Francesco Citterich
La situation humanitaire en Haïti est catastrophique et s’aggrave de jour en jour. Des années de troubles politiques et institutionnels et de conditions économiques dévastatrices — associées à des catastrophes naturelles destructrices — ont conduit à la prolifération de groupes armés visant à renverser le gouvernement par la force et à établir un système dominé par le crime organisé. Les données fournies par les organisations humanitaires des Nations unies laissent peu de place au doute sur la gravité de la crise qui secoue le pays des Caraïbes: on estime en effet que 2,7 millions de personnes, dont 1,6 million de femmes et d'enfants, vivent dans des zones sous le joug de bandes criminelles, où la violence et la peur déchirent quotidiennement le tissu même qui unit les familles et les communautés. En outre, au cours des trois premiers mois de 2025 seulement, plus de 1.600 victimes ont déjà été recensées, des dizaines d’exécutions sommaires étant également attribuées aux forces de l’ordre.
Récemment, les Etats-Unis ont placé deux des gangs criminels les plus dangereux d’Haïti — Viv Ansanm et Gran Grif, dirigés respectivement par Jimmy «Barbecue» Cherizier et d’autres chefs locaux — sur la liste des organisations terroristes pour leur rôle dans l’escalade des horreurs et des atrocités.
Depuis l’assassinat du président Jovenel Moïse le 7 juillet 2021, Haïti est plongé dans un vide politico-institutionnel, humanitaire et sécuritaire, que les nouveaux dirigeants — le Premier ministre par intérim, Alix Fils-Aimé, et le président du Conseil national de transition, Fritz Alphonse Jean, en remplacement de Leslie Voltaire — n’ont pas réussi à combler en raison de violences répétées et généralisées. Dans ce scénario de plus en plus chaotique, Cherizier s’est même autoproclamé président, résistant à de multiples opérations militaires contre lui.

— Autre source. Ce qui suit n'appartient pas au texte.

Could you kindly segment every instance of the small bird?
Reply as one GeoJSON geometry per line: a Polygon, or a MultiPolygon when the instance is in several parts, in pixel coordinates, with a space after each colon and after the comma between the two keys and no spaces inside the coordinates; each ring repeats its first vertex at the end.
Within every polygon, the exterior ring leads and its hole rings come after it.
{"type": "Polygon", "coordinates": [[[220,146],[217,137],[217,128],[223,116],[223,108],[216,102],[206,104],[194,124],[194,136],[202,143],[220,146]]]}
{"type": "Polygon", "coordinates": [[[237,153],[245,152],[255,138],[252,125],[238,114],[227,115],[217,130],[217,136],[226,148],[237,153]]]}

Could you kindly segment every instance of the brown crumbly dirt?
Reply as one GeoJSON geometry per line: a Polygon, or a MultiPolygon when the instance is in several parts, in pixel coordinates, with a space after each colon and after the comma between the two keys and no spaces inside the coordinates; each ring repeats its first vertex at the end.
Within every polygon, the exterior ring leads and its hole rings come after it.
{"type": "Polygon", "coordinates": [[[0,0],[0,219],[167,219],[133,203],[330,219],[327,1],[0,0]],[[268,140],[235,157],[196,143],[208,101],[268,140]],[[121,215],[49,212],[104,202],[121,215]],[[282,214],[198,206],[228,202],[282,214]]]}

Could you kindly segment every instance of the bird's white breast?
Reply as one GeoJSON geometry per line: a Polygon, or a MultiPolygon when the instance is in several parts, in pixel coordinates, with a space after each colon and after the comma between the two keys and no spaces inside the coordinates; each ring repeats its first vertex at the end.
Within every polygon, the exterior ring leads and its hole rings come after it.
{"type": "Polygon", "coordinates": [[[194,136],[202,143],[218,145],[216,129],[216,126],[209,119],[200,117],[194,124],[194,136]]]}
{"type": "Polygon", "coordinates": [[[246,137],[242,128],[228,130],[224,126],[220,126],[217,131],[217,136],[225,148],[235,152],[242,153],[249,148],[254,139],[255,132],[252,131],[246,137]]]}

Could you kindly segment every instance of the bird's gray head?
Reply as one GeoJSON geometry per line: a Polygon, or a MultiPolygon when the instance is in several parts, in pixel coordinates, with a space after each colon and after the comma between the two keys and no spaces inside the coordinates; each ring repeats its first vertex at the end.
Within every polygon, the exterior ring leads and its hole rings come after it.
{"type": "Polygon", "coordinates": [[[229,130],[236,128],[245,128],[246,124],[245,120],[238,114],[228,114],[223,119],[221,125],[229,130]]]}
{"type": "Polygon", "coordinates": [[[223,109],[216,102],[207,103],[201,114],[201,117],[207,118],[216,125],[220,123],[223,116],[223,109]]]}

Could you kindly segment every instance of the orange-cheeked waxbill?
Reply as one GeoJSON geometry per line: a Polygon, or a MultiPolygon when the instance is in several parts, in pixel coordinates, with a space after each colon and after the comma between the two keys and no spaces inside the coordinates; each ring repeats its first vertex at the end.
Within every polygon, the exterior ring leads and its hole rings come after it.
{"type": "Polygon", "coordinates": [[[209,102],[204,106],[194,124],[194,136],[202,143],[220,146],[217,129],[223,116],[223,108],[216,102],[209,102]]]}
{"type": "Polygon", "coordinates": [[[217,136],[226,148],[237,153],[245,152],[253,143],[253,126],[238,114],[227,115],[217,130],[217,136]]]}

Les groupes armés ont étendu leur contrôle sur des zones clés des départements de l’Ouest et de l’Artibonite, notamment Léogâne, Carrefour-Feuilles, Delmas, Kenscoff, Petite Rivière et Gros-Morne, forçant des milliers de personnes à fuir. La région de l’Artibonite, longtemps reconnue comme le «grenier à blé» d’Haïti parce qu’elle contient plus de 50% de la culture totale de riz du pays, a constamment contribué à fournir une grande partie des besoins alimentaires de base du pays, réduisant ainsi la dépendance aux importations. Mais aujourd’hui, la région est sous le contrôle de bandes armées, qui ont forcé les agriculteurs à abandonner leurs exploitations agricoles. La production étant au point mort, l’approvisionnement en riz et autres produits autrefois abondants de la région, a diminué, créant des pénuries alimentaires, faisant grimper les prix à la consommation dans tout Haïti et plongeant des familles entières dans la faim et la pauvreté.
Les criminels ont également bloqué les principales voies de communication entre la capitale, Port-au-Prince, et le reste du pays, détruisant les moyens de subsistance et limitant l’accès aux services. Alors que les groupes armés gagnent sans cesse du terrain, les habitants de nombreux quartiers ont élevé des barricades et organisé des groupes d’autodé-fense pour se défendre contre la violence. Il en résulte toutefois que des centaines de milliers d’enfants et leurs familles vivant dans des communautés en proie aux gangs sont largement coupés de l’aide humanitaire et des services essentiels. Dans de nombreuses régions, la population n’a plus accès à la nourriture et à l’eau potable. Cette combinaison de conditions potentiellement mortelles a provoqué une crise croissante de la sécurité alimentaire et de la nutrition, en particulier chez les enfants. Pour aggraver les choses, le choléra est réapparu, avec plus de 80.000 cas déjà enregistrés.
Afin de reprendre le contrôle de la situation, le gouvernement haïtien a annoncé la création de l’Agence nationale de sécurité, chargée de gérer les activités de renseignement et de contrer les menaces à la sécurité nationale. Toutefois, sans un soutien plus conséquent, le déploiement international, mené par le Kenya, s’est jusqu’à présent avéré insuffisant pour endiguer la violence, avec le risque que le pays s’enfonce davantage dans l’abîme.